Grand jury:says....
Redding should add more red lightcameras...
.a good reason to live in Redding, CA
Redding's traffic cameras
• Cypress Avenue and Churn Creek Road
• Cypress Avenue and Bechelli Lane
• Lake Boulevard and Market Street
• Pine and Tehama streets
• Shasta and Market street
In spite of national reports casting doubt about the effectiveness of red-light cameras, the Shasta County Grand Jury recommends that the city of Redding add them to intersections “at every opportunity.”
In its latest report released today, the grand jury touted the use of the cameras as a “phenomenal law enforcement tool” that reduced collisions by 48 percent in the first half of 2008 at the intersections at which they were installed.
Wrecks citywide were down by 21 percent over the same period, the jurors wrote.
“Redding Police Department traffic experts postulate that a primary cause of the dramatic improvements of traffic safety is the presence of red light cameras,” the jurors wrote.
In spite of concerns to the contrary, there’s also been no evidence the cameras increased rear-end collisions at camera-equipped intersections, the jurors wrote.
But the jurors also noted that the cameras didn’t seem to reduce collisions citywide during 2007, the camera’s first year of operation.

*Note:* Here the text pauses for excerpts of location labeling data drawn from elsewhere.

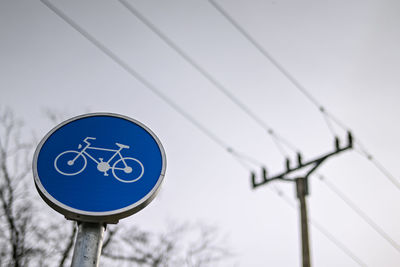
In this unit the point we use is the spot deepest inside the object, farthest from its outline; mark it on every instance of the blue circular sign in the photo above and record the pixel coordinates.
(99, 167)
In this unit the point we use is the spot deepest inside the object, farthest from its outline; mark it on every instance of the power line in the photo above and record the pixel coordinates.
(322, 230)
(210, 78)
(362, 214)
(327, 115)
(145, 82)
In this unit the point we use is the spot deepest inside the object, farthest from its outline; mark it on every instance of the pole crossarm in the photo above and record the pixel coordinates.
(315, 163)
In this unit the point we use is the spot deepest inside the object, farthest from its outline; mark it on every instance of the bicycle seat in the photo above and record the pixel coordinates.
(121, 145)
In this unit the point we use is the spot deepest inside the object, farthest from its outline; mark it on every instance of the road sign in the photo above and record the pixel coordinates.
(99, 167)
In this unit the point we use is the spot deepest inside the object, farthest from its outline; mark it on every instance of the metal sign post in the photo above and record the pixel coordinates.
(97, 169)
(88, 245)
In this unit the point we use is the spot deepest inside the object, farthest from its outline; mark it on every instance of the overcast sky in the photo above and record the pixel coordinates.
(345, 53)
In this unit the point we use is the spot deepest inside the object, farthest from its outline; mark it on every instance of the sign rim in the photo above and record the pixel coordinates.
(92, 216)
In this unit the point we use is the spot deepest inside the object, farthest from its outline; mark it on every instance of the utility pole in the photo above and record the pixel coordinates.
(302, 188)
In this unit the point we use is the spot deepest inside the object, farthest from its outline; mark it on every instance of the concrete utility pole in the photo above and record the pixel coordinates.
(302, 189)
(301, 186)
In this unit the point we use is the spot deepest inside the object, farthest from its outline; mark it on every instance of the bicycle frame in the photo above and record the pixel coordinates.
(83, 151)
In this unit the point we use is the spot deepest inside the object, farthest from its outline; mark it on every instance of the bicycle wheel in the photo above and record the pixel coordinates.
(128, 170)
(67, 163)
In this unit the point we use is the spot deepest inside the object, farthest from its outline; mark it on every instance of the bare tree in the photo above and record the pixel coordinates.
(30, 237)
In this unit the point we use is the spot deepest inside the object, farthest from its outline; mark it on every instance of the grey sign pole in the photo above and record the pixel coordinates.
(88, 245)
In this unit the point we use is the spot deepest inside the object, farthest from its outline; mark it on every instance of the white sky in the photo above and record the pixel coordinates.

The jury also found that costs to taxpayers are negligible, but the cameras so far have generated no revenue for the city.
Taxpayers pay less than $30,000 each year to pay for part-time officers who review the cameras’ videos and photos, shot when a motorist triggers the camera’s in-ground motion sensors.
The $325 fine generated each time a motorist is caught running a light pays for the rest of the program.
In 2007 and 2008, all of the $116,000 the city collected in fines went to Scottsdale, Ariz.-based Redflex Traffic Systems, the company that operates and installs the cameras, the jury found.
Under the city’s contract with Redflex, the company will pay Redflex up to $200,516 in fees before the city can collect any cash.
In recent months, the cameras have drawn national attention as studies have cast doubt on the cameras’ effectiveness while the companies that operate them rake in cash.
Although national studies show fewer T-bone crashes at lights with cameras and fewer drivers running red lights, the number of rear-end crashes increased.
Meanwhile, companies like Redflex expect increased revenue for years to come, while cities around the nation install them them to bolster their revenue streams.
Redflex alone saw after-tax profits of $10.6 million in fiscal year 2008, up from $7.3 million the year before.
Aaron Quinn, spokesman for the Wisconsin-based National Motorists Association, said that there are cheaper safety alternatives to red-light cameras, including lengthening yellow-light times.
“We say, the red-light camera wouldn’t have stopped anyone from getting hit,” Quinn told The Associated Press. “Once (a city) sees one city getting it miles away, and that first city makes a bunch of money, they want to do it, too. It’s like a virus.”
Reporter Ryan Sabalow can be reached at 225-8344 or rsabalow@redding.com...the Redding Record Searchlight
3 comments:
Traffic cameras can be effective; but when the llights turn quickly it is unfair to the motorist.
I have started through a light when it turns green and before I get across the line it is turning again and I am the first one in line. That is wrong and unsafe.
City of Redding needs to fix these to leave plenty og time.
i think Traffic cameras are a good thing. however i also think that the city is abusing them a little. i recently made a rolling right hand turn from market to lake blvd.i didn't stop completely because i used common sense the signal was letting everyone from lake blvd turn left effectively blocking any traffic from coming at me and the crosswalk was empty. so i did not come to a complete stop the pictures said i was going 13 miles an hour. anyway the fine seems excessive it was almost 400 dollars. and all other right hand turn lanes at that intersection are merge type and i think its a little deceiving.